Kuah ramen itu tidak seterkenal ramen berbasis
tonkotsu atau kuah yang berbahan dasar tulang babi. Kaldu
tonkotsu pekat dan berwarna putih pucat.
Onishi memahami betul fakta itu, bahkan sebelum ia memutuskan menanggalkan karier di industri busana yang gemerlap untuk memeras peluh di dapur yang pengap.
"Di Asia terdapat banyak kedai
tonkotsu. Tapi tujuan saya adalah membuka kedai yang sepopuler kedai ramen
tonkotsu.
Shoyu ramen-lah yang pertama kali muncul di pikiran saya ketika membicarakan ramen khas Jepang," ujarnya.
Namun pencapaian Tsuta di Jepang belum dapat disamai kedai mereka di Singapura. Fenomena ini awam terjadi pada restoran berbintang Michelin yang kemudian memperluas ekspansi mereka.
Hal itu adalah keniscayaan meskipun Onishi berjanji untuk menjaga kualitas Tsuta Singapura sejajar dengan apa yang mereka kreasikan di Sugamo. Ia berkata, seluruh bahan ramen dipasok dari Jepang.

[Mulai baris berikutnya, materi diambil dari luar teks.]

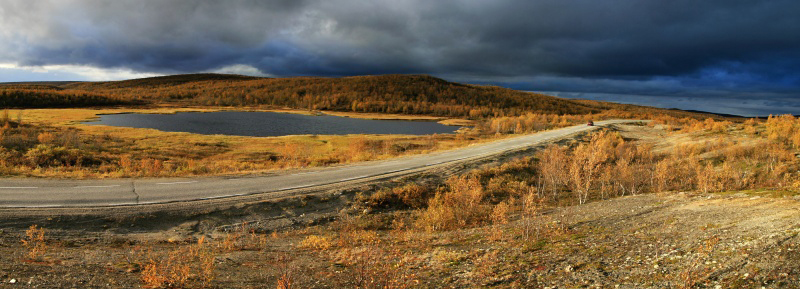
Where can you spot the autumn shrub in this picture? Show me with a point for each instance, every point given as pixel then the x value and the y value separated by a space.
pixel 34 241
pixel 458 205
pixel 185 267
pixel 316 242
pixel 410 195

Tsuta Singapura tidak menyajikan seluruh santapan ramen yang mereka tawarkan di Sugamo. Tak ada pula keharuman jamur
porchini yang disebut Michelin
Guide sulit dilupakan.
 Gerai Tsuta di Singapura dapat menampung 18 pengunjung. Jumlah kursi itu dua kali lebih banyak dibandingkan yang disediakan gerai pertama mereka di Sugamo, Jepang. (CNN Indonesia/Abraham Utama) |
Keintiman kedai ramen pun sukar terwujud di Tsuta Singapura. Kedai ini menyediakan 18 kursi, sementara Tsuta Sugamo hanya muat untuk sembilan pengunjung.

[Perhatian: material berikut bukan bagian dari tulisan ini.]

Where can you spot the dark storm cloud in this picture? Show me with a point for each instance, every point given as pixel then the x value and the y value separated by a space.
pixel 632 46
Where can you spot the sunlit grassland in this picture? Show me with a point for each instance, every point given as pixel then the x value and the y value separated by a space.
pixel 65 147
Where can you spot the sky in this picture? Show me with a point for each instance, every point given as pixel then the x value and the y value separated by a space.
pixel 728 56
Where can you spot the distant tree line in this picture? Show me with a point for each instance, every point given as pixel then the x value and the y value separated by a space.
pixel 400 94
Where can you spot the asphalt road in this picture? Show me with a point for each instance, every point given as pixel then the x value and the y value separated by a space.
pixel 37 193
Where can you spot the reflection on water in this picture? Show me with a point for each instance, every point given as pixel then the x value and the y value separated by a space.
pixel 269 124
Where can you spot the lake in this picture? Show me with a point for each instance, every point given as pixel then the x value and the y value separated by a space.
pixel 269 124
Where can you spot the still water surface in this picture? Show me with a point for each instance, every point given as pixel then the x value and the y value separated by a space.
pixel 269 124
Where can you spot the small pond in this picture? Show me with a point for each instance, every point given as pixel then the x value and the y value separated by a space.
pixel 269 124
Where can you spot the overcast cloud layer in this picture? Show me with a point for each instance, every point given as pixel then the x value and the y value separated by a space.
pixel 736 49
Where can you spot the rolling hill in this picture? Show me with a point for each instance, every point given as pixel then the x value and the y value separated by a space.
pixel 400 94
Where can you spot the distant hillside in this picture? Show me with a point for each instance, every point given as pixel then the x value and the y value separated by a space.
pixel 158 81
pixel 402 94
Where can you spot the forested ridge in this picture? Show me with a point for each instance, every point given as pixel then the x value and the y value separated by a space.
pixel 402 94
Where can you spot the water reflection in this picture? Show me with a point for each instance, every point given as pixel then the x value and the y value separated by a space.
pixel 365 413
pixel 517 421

Meja berbentuk huruf L di Tsuta Singapura juga tidak memberikan pengalaman yang serupa untuk seluruh pengunjung. Mereka yang duduk di sisi meja terpendek tidak dapat menyaksikan olah ramen yang diperagakan koki.
Alih-alih, mereka hanya dapat melihat pegawai yang mengelap nampan dan sedikit pemandangan dapur utama di balik tirai secara terselubung.
Di luar itu semua, menyeruput semangkok ramen Tsuta di Orchard
road adalah cara lain menikmati wisata Singapura. Restoran berbintang Michelin memang bertaburan di negara kota itu, namun mengecap ramen khas Tsuta tetap akan memperdalam mustikarasa lidah kita.